Wanderlust is about as bad as comedies come and, though early in the year, I wouldn’t be surprised to see it reappear on my “Worst of” list in December. It takes everything that is mindless and moronic about comedies these days and wraps it into one painful experience. This is most exemplified in its lazy writing that relies heavily on exaggerated stereotypes to garner laughs. The hippies in this commune, for instance, are unaware of the “futuristic” world we live in—their knowledge only of past generation hardware like VHS players and cassette tapes a running gag—and they sit around delving into all kinds of hallucinogenic drugs, which of course leads to yet another derivative drug trip scene with a character who isn’t used to the effects. The film also throws some nudity into the mix fairly early on. With society’s increasing promiscuity, it should come as no surprise that movies are getting less prude about nudity, but the mere sight of a penis isn’t funny anymore (if it ever was at all). It feels like writers David Wain and Ken Marino, though well into their 40’s, would still be the boys snickering in the back of the classroom during a sexual education class in high school. Convincing evidence like that and the fact that the film follows your typical, predictable movie narrative forces me to believe that creative writing wasn’t their strong suit in school.

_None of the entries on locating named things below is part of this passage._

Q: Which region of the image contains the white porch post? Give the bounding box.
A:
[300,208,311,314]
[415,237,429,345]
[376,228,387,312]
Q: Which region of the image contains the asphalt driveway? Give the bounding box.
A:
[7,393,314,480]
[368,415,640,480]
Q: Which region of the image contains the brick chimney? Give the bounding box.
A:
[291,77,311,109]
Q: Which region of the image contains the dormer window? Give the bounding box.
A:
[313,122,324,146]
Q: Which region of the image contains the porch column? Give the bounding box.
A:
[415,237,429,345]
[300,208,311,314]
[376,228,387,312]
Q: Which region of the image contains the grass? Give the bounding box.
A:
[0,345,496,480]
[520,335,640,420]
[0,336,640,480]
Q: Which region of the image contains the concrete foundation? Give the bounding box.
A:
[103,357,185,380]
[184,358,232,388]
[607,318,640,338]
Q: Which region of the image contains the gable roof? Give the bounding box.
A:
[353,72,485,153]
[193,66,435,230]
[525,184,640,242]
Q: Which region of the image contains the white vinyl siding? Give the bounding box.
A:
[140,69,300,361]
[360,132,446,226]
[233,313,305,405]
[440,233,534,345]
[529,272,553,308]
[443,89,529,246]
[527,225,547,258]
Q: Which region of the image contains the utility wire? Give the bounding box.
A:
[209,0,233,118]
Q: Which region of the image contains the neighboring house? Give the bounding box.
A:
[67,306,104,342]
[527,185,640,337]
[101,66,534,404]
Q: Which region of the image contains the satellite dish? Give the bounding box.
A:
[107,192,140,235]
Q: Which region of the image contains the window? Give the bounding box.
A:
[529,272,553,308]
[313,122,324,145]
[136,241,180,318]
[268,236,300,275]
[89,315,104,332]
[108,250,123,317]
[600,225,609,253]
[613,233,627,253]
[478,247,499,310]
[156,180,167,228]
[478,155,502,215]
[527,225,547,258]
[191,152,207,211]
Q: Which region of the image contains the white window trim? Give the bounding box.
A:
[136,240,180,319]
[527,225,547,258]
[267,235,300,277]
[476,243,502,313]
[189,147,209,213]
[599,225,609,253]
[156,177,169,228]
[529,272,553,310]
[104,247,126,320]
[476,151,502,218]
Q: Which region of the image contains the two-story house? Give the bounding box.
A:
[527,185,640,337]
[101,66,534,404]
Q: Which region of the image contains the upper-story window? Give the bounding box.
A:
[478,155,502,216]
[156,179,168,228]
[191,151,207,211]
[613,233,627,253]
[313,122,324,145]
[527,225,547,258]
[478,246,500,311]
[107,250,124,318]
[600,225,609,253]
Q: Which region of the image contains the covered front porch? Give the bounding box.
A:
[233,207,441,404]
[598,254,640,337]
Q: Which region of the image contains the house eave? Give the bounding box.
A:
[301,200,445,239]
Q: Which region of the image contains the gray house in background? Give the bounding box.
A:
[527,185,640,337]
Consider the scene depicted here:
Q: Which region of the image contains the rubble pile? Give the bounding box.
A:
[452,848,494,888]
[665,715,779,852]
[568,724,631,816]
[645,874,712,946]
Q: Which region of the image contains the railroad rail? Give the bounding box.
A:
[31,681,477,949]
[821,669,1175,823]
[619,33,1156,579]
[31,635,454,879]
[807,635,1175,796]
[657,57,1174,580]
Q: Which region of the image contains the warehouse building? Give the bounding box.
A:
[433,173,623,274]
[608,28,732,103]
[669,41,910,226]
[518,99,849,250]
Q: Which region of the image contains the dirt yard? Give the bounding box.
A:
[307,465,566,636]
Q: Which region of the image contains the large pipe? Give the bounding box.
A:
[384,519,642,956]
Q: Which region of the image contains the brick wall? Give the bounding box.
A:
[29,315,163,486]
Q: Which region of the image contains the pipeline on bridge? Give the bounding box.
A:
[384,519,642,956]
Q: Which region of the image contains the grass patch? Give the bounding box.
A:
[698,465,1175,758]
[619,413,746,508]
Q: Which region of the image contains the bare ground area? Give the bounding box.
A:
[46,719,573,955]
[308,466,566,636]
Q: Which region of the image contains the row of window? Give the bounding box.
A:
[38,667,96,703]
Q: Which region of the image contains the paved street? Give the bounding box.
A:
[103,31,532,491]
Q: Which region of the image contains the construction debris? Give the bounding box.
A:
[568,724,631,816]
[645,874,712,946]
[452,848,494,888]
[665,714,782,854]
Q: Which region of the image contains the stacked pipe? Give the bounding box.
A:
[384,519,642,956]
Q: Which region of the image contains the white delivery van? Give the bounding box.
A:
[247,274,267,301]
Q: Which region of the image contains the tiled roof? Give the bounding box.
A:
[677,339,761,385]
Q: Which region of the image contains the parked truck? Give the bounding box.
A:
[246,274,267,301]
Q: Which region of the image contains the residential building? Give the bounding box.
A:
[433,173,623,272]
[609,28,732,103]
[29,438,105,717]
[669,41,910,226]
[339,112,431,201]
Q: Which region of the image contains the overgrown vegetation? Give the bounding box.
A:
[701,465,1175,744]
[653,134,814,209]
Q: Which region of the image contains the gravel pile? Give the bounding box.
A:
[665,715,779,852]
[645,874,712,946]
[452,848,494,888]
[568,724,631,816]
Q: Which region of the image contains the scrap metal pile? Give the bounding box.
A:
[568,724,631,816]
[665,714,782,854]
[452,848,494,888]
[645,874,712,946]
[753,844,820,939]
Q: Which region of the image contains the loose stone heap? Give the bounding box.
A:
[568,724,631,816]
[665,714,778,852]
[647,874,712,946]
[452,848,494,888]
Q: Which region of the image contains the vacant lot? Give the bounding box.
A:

If you’re familiar with some of Wain’s past work, however, you should know what you’re getting yourself into. This is the same guy responsible for the atrocious Wet Hot American Summer and The Ten, the former of which may very well be one of the most inept comedies I’ve ever sat through. Aside from Role Models (even the worst filmmakers are bound to accidentally make something good), this guy has pumped out some of the worst, most nonsensical pieces of garbage (on the big and small screen) in recent years. His actors always make passionate and dedicated deliveries of their lines, but it means little when the lines they’re reciting have been written by someone who so rarely strings together something funny to say.
The characters in Wanderlust are annoying, both hippy and otherwise, and their journeys are unconvincing. Upon arriving at Elysium, for instance, Linda protests that there aren’t any doors on the house—a small issue in the big scheme of things—but after having just one song sung to her on guitar by a fast fingered hippy, she’s pooping in the yard and participating in topless protests. The worst part of this movie, however, comes from Paul Rudd in a prolonged sequence where he’s staring in the mirror talking himself up, stating what he’s going to do sexually to Eva (Malin Akerman) after getting permission from his wife. It’s not funny the first ten seconds it goes on, much less the five minutes it continues. It’s one of the most degrading and embarrassing things Rudd has ever done and he was in Over Her Dead Body. Wanderlust has a moment or two of brief enjoyment; perhaps a minute or so in total. Its other 96 minutes are unwatchable. You decide whether that’s worth your time.